Omessa fatturazione di compensi
Il Consiglio Nazionale Forense (CNF), con la sentenza n. 343/2024, pubblicata il 4 marzo 2025 sul sito del Codice Deontologico, ha ribadito un principio in materia di obblighi professionali degli avvocati: l’omessa fatturazione dei compensi percepiti costituisce un illecito deontologico permanente.
La vicenda
Nella vicenda, un avvocato veniva sanzionato dal CDD di Bologna con la sospensione dall’esercizio della professione per 6 mesi per una serie di violazioni disciplinari, tra cui l’aver incassato e trattenuto la somma di 800 euro ricevuta dai clienti per presentare istanza di conversione del pignoramento immobiliare a carico degli stessi.
Il Consiglio di disciplina, ritenendo accertato l’inadempimento del mandato professionale e utilizzo della somma ricevuta in deposito fiduciario, in difformità dall’incarico ricevuto e dall’accordo con i mandanti, sanzionava l’incolpato.
Quest’ultimo, inoltrava tempestiva impugnazione al CNF chiedendo tra l’altro di dichiarare la nullità della decisione per violazione del diritto di difesa (mancata audizione) ovvero abnormità (per violazione del principio di corrispondenza tra chiesto e pronunciato), dichiarare la prescrizione dell’azione disciplinare, ovvero il suo proscioglimento nel merito.
Il principio sancito dal CNF
In punto di prescrizione dell’azione disciplinare, il CNF dà torto al ricorrente, giacché contrariamente da quanto asserito dallo stesso, la violazione dei doveri deontologici contestati deve essere considerata di carattere permanente secondo i principi espressi in materia dal Consiglio e dalla Suprema corte di Cassazione (cfr., tra le altre, SS.UU., sentenza n. 22463 del 26 luglio 2023).

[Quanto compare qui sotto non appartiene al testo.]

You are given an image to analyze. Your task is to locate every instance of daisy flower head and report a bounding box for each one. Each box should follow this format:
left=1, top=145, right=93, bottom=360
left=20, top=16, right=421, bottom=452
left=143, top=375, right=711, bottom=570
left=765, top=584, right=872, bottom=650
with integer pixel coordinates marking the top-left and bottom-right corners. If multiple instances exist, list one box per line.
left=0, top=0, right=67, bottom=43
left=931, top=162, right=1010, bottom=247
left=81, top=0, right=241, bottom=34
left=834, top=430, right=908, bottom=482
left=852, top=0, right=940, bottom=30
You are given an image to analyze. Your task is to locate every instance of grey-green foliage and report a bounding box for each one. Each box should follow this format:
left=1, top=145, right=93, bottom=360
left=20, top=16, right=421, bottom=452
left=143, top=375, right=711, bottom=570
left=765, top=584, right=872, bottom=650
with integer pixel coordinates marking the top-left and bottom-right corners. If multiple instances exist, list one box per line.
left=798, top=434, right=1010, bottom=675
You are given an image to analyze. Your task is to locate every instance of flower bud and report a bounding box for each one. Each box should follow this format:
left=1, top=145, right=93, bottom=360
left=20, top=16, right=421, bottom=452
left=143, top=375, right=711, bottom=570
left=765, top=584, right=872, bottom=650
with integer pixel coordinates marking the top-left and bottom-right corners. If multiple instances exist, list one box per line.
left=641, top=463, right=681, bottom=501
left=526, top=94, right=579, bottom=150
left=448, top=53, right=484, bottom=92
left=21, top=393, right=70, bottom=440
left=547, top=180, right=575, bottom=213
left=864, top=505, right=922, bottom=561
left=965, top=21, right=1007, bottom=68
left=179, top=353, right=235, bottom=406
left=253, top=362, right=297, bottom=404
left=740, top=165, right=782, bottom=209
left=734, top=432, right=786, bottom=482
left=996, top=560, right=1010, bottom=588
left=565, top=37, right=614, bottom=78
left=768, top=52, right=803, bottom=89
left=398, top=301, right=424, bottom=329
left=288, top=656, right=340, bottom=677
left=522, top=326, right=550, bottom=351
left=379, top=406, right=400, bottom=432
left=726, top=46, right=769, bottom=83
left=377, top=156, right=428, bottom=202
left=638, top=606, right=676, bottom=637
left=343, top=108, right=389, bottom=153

“L’avvocato ha l’obbligo, sanzionato dagli artt. 16 e 29 codice deontologico (già art. 15 cod. prev.), di emettere fattura tempestivamente e contestualmente alla riscossione dei compensi – ricorda infatti il CNF – restando irrilevante l’eventuale ritardo nell’adempimento in parola, non preso in considerazione dal codice deontologico. In particolare, la violazione di tale obbligo costituisce illecito permanente, sicché la decorrenza del termine prescrizionale ha inizio dalla data della cessazione della condotta omissiva”.
La decisione
Tuttavia, il ricorrente ha ragione sul punto della violazione del diritto di difesa, in quanto non era stato sentito nonostante l’espressa richiesta formulata in tal senso.
Tale censura, per il CNF, merita accoglimento poiché la decisione del CDD è stata assunta “all’esito di un procedimento non regolarmente svoltosi, secondo le fondamentali regole predisposte dalla legge, e senza che all’incolpato sia stato assicurato il pieno esercizio del diritto di difesa”.
Il Consiglio Nazionale Forense accoglie, dunque, il ricorso, dichiarando la nullità del provvedimento impugnato con restituzione degli atti al CDD di Bologna.